In this publication, it is not possible to provide a full description of the techniques of CostBenefit Analysis (CBA), for which purpose the reader is referred to suitable texts such as those by Gittinger (1982), Irwin (1978) or the Overseas Development Administration (1988).

CBA is used for choosing between different options, by comparing the net benefits of each option, that is the total benefits minus the total costs. To simplify calculations, only the differences in costs and benefits need to be compared. Indeed in many cases one is comparing projects which provide identical services and therefore benefits; in such cases it is only necessary to compare the difference in the costs between the options compared.

Before carrying out a CBA, it must first be decided whether the analysis is to be economic, i.e. from the point of view of the country as a whole, or financial, i.e. from the point of view of the individual operator, company or organisation which makes the investment. The economic analysis tells one whether the project is worth supporting as a matter of public policy; the financial analysis whether the project is sufficiently profitable to interest the operator(s) concerned. According to which type of analysis one is conducting different approaches are needed in the valuation of costs and benefits.
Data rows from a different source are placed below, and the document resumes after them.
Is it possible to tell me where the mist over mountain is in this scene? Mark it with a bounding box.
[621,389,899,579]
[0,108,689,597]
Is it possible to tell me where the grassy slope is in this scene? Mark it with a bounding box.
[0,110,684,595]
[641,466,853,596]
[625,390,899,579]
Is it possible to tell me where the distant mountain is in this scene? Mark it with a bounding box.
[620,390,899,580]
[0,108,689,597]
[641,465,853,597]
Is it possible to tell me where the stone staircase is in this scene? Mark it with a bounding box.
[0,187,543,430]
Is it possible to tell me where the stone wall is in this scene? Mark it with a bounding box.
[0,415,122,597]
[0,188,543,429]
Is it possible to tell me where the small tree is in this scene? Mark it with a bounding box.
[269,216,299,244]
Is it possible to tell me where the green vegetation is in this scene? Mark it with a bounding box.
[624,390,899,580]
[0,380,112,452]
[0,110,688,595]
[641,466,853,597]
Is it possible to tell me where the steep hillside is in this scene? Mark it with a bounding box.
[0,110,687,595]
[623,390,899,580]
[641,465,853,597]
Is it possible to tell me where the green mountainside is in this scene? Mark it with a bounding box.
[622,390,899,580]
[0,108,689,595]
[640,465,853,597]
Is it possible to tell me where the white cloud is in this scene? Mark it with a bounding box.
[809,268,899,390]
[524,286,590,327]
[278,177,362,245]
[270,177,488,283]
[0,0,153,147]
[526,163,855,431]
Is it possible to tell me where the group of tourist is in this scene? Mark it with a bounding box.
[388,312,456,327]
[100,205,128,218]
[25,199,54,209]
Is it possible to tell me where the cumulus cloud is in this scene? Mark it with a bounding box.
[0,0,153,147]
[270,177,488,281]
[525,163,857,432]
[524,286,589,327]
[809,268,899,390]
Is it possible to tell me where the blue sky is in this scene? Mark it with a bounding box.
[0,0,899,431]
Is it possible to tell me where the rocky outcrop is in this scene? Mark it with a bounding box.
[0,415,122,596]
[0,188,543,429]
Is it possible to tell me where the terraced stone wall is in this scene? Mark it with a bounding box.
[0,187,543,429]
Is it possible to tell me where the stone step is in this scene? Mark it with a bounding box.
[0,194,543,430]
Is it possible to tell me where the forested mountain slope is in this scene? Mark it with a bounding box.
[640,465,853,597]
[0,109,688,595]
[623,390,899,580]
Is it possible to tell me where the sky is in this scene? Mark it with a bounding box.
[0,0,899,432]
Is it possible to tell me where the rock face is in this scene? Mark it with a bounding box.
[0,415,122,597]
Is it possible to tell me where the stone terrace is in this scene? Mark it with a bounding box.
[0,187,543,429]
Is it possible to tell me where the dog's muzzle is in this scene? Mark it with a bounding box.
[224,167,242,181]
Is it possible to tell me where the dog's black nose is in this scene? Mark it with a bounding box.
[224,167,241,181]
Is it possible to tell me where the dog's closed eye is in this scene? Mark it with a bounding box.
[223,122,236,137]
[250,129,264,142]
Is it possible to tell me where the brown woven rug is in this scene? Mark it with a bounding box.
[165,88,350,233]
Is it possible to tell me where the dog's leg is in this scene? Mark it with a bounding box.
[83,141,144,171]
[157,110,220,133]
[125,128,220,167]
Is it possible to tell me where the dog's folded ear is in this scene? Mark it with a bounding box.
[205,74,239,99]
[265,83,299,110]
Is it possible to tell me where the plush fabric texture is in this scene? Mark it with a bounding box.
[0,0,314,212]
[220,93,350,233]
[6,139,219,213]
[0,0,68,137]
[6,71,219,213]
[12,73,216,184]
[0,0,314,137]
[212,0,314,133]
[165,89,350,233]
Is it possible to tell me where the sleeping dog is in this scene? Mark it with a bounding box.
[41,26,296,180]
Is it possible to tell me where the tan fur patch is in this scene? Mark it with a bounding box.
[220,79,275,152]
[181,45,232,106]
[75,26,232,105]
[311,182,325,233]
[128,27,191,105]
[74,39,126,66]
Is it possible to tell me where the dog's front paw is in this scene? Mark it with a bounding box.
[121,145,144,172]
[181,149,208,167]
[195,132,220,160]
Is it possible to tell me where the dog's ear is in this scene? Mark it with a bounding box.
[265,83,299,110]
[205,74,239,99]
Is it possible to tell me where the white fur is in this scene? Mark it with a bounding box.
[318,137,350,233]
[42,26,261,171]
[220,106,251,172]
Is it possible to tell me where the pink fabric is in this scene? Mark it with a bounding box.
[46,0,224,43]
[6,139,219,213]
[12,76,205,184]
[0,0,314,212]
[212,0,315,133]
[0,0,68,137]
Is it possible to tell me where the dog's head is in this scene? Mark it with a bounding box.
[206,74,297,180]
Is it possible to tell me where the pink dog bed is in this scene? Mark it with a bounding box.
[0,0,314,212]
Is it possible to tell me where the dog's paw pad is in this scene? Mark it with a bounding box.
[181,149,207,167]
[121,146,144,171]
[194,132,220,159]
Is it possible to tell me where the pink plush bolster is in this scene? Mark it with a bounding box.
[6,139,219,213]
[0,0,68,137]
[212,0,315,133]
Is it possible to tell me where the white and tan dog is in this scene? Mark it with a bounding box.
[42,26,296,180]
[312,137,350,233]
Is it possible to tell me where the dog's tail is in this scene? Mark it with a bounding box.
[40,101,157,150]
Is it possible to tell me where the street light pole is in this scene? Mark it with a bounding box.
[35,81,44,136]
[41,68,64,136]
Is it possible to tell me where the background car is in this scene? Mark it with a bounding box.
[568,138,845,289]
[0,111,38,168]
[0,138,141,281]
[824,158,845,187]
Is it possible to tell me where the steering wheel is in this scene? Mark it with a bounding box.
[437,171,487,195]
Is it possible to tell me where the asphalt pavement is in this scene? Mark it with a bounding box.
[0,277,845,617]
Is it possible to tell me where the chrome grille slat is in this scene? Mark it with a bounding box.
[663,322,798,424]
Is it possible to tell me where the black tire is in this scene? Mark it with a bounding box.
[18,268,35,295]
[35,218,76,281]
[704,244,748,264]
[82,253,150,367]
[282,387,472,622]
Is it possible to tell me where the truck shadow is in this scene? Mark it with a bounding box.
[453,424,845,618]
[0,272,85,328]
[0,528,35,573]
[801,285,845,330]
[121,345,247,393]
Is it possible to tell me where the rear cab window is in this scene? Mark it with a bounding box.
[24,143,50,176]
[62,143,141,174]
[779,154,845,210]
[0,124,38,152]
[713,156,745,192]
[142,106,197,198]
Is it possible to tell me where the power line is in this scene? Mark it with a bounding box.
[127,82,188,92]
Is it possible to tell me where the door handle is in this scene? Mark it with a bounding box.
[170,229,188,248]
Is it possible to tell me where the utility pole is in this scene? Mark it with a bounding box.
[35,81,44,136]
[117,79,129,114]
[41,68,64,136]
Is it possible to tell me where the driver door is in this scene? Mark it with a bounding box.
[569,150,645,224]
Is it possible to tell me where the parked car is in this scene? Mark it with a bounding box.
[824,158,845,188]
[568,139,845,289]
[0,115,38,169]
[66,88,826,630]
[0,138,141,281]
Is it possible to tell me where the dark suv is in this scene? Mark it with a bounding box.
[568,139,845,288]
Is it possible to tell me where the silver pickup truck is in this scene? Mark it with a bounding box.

Often one must analyse the project from both viewpoints.

In this Annex it will be shown how CBA was applied by the Natural Resources Institute in two cases, involving respectively large-scale and small-scale storage.

 

Application of CBA in a large-scale storage project; bag versus bulk handling in Pakistan

The reader is referred to Chapter 1 for the background and main findings of the study, which was carried out by Coulter (1991).

In this case an economic analysis was required, to determine whether public sector food handling agencies were justified in adopting bulk handling and storage. In order to measure the costs and benefits of different options the following factors had to be accounted for:

(i) Capital costs, including the cost of land, buildings, plant and machinery, and working capital with which to operate them. The decision to invest in a new technology involves committing capital and time which might otherwise have been used for other purposes. The income foregone is assigned a value, called the opportunity cost. The opportunity cost is valued at the return which the capital would have earned if invested in the most profitable alternative use.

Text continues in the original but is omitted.